Abstract
Thanks to Google Translate, we can realize some communication we never thought that might happen. With GNMT (Google Neural Machine Translation) system, Google had improved his performance by a lot. What human beings’ cognitions does it distribute? How to improve Google Translate? In this paper, I will trace the history of the technology applied in machine translation first, including the PBMT (phrase-based machine translation) system and the GNMT (Google Neural Machine Translation), explain the poor behavior of Google translate by comparing the differences of understanding a sentence between human beings and machines (with examples), and analyze the human beings’ cognitions distributed by Google Translate.
1. Introduction
My friend Melissa, a graduate student in the translation of English and Chinese, had told me that: “As a translator, when I saw the latest progress of Google Translate, I totally could understand the anxieties and fears of the textile workers in the 18th Century when they saw the steam engine. Google Translate, the industry leader of machine translation, is a useful technology for people to extend and distribute their cognitions.
Communication is really important to human beings, the social beings who have to live in society and deal with each other. Languages are always the biggest barrier for people to understand the outside world. Semiotics is the study of signs. According to C.S. Peirce, there are three kinds of signs: icons, indices, and symbols. Icons represent things by simply imitating them; indices convey the idea by being physically connected with them, and symbols convey the meaning because of their usages. The most typical and common example of a symbol is language ( Irvine, 2016a). The semiotic feature of language makes language impenetrable to machines.

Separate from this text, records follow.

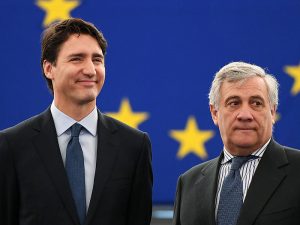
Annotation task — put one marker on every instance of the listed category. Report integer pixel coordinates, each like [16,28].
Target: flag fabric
[161,59]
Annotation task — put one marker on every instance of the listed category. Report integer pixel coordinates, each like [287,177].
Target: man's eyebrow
[83,55]
[235,97]
[98,55]
[257,97]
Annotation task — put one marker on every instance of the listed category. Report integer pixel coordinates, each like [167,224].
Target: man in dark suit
[265,188]
[52,176]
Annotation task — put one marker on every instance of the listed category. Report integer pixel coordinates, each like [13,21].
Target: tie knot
[75,130]
[238,161]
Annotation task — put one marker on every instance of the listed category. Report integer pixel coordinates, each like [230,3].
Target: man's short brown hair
[58,33]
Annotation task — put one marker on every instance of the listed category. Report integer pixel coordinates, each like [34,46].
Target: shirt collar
[63,122]
[259,153]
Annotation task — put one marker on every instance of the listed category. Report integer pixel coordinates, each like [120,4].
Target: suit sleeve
[8,185]
[176,216]
[140,206]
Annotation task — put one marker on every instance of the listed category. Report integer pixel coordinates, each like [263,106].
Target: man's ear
[214,114]
[47,68]
[274,114]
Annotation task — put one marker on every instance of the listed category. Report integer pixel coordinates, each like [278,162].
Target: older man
[254,180]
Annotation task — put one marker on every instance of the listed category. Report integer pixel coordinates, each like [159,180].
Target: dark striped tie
[75,171]
[231,196]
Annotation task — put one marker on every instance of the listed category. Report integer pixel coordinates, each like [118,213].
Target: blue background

Google had already improved its algorithm a lot, but still had some flaws.
2.The Main body of the essay
2.1Technical Overview
2.1.1 The introduction of Machine translates
Machine Translation is the use of software to translate a source language into the target language. Machine translation system can be divided into two categories: rule-based and corpus-based. The former’s resources are dictionaries and rule bases, the latter are corpora with the statistical mean.
Only a few years ago, PBMT (Phrased-Based Machine Translation) system was the mainstream approach of machine translation. Google Translate was based on this algorithm as well. Google machine translation basically uses technology-based statistical machine translation method. It takes a large number of bilingual web content as a corpus, and then selected the most corresponding words of the original language. The “Phrase”, here, in “phrased-based” means the smallest unit of translation.
2.1.2 How PBMT works?
First of all, PBMT breaks up the sentences into phrases according to the syntax of this language. Syntax, grammar, describes the rules and constraints for combining words in phrases and sentences that speakers of any natural language use to generate new sentences and to understand those expressed by others(Irvine, 2016b). Here is an example, we can see the syntax tree of the sentence “Once when I was six years old I saw a magnificent picture in a book, called True Stories from Nature, about the primeval forest(From The Little Prince written by Anntonie de Saint-Exupery, translated from the French by Katherine Woods ).”
Then, it will match each phrase to the target language from its big data.
Finally, it is necessary to rephrase the target language phrases so that it can conform to the syntax of the target language.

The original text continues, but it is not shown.